Women make up over half of CSO roles

What's also changed over the last decade is the percentage of women holding the title of Chief Sustainability Officer.

A decade ago, in 2011, the majority of CSO roles were held by men (72%), with just 10 of the 29 then CSO roles held by women. A decade on, in 2021, the percentage of women in CSO roles has almost doubled, now accounting for more than half (54%) of CSO positions.

However, according to the report ‘The Chief Sustainability Officer 10 Years Later’, despite the movement toward gender balance within the role and its expanded focus on social justice, in particular, in 2021 the CSO position remains overwhelmingly ‘white’.

Probably not surprising considering there are just three black CEOs at Fortune 500 firms.

How the chief sustainability officer role has grown

The first-ever named chief sustainability officer in a US publicly traded company was Linda Fisher for Dupont, who joined the chemical giant in 2004 as CSO, just at the time when innovative companies were looking at sustainability as a driver for business growth. Joining from the Environmental Protection Agency where she spent 13 years, Fisher was a corporate sustainability trailblazer, spending more than a decade as CSO here, and leading DuPont’s efforts to establish its first set of market-facing sustainability goals.

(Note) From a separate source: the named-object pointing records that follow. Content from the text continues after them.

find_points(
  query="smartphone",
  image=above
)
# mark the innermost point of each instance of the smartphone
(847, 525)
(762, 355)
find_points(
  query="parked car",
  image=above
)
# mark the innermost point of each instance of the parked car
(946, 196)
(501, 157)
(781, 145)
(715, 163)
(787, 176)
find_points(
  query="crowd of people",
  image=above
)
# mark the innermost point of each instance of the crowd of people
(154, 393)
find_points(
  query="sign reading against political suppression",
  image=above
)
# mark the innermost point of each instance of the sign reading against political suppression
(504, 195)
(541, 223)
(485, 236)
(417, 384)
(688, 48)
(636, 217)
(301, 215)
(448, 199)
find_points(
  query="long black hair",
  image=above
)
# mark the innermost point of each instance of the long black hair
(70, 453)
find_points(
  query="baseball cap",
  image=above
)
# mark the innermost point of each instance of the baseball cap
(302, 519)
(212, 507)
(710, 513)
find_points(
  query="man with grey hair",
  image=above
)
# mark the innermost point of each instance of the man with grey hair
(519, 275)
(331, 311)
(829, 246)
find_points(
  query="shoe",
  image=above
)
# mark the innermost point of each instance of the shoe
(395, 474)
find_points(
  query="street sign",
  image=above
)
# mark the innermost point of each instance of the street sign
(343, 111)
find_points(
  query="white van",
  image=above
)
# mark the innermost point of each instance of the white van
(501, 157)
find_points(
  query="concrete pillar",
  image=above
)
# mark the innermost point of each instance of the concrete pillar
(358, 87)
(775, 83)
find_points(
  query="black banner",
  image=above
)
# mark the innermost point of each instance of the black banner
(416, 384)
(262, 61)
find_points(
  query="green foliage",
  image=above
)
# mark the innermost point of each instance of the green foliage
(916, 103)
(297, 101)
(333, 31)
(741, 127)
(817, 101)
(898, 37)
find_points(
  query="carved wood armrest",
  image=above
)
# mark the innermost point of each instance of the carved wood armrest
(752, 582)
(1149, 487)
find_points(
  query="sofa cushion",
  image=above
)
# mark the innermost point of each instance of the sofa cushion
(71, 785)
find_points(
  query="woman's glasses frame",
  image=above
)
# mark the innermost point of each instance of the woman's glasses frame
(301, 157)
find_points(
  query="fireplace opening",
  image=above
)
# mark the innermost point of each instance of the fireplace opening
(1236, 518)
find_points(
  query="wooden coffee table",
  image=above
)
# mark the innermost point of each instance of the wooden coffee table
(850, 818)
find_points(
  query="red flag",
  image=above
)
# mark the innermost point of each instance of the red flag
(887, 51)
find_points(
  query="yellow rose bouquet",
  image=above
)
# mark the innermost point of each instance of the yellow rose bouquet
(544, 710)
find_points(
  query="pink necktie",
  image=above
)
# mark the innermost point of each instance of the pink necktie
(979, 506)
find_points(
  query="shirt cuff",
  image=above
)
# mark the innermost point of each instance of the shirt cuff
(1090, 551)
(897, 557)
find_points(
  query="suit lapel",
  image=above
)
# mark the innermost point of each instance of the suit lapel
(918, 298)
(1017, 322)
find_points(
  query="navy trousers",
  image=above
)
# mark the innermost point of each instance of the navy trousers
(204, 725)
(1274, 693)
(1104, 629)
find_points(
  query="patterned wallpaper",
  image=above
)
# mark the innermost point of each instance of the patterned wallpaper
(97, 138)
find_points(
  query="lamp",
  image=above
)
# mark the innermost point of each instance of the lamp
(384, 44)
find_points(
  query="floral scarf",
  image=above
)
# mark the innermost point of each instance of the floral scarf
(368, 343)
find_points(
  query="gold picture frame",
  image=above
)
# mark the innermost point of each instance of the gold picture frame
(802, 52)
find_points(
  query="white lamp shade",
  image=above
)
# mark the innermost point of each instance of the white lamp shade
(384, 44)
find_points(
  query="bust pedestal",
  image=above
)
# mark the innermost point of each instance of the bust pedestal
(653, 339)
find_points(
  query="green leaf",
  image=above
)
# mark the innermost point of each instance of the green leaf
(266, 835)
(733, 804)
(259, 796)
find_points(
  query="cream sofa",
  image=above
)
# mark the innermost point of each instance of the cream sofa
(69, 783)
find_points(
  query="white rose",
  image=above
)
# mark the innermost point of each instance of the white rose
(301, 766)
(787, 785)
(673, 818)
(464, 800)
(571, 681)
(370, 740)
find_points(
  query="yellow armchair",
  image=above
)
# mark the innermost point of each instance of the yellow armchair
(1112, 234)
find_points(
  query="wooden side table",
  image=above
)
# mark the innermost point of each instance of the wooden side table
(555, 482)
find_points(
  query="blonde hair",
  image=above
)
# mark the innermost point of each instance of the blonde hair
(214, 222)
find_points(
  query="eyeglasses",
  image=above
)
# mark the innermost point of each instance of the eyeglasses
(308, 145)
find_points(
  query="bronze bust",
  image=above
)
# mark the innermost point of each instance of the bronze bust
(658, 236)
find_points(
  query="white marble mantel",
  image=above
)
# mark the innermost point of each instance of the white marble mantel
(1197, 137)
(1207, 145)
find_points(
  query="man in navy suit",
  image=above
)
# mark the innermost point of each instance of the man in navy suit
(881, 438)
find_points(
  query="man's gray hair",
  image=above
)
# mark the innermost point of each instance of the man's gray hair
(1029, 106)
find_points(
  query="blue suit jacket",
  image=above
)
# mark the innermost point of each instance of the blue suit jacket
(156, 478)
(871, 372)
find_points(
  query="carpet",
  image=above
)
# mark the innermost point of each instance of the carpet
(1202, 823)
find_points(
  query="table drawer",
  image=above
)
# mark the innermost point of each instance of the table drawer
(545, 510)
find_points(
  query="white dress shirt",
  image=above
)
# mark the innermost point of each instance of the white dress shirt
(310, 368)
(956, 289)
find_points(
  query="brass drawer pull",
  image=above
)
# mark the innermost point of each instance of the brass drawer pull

By 2006, a slew of firms had joined the CSO movement, including Mastercard, Nissan and Microsoft; and Kellogg’s became the first firm to replace a CSO with Dianne Holdorf taking over from Celeste Clarke. And by 2011, a decade ago, Coca-Cola, Verizon, AT&T and P&G had appointed their first CSOs.

In fact, it was in 2011 when Virginie Helias invented her idea of the perfect CSO job – to make sustainable consumption not only possible, but ‘irresistible’ – and pitched it P&G’s then CEO. A decade later, in 2021, and Helias is still in the job she first created.

The majority of CSOs have been internal hires, such as Peter Graf of SAP, who joined the software giant in 1996, and served as EVP for Marketing before being named CSO in 2009. The same is true at UPS, whose first-ever CSO, Scott Wicker, started at the package delivery giant 34 years before being named CSO in 2011. Increasingly, however, external hires are being made with organisations increasingly searching for more high-profile leading voices in the ESG forum.

In February 2021, JP Morgan hired former British high-profile Labour politician Chuka Umunna while just last month hotel chain Accor hired high-profile French politician Brune Poirson, who has previously championed the anti-waste law within the French government and was secretary of state for the environmental transition for three years.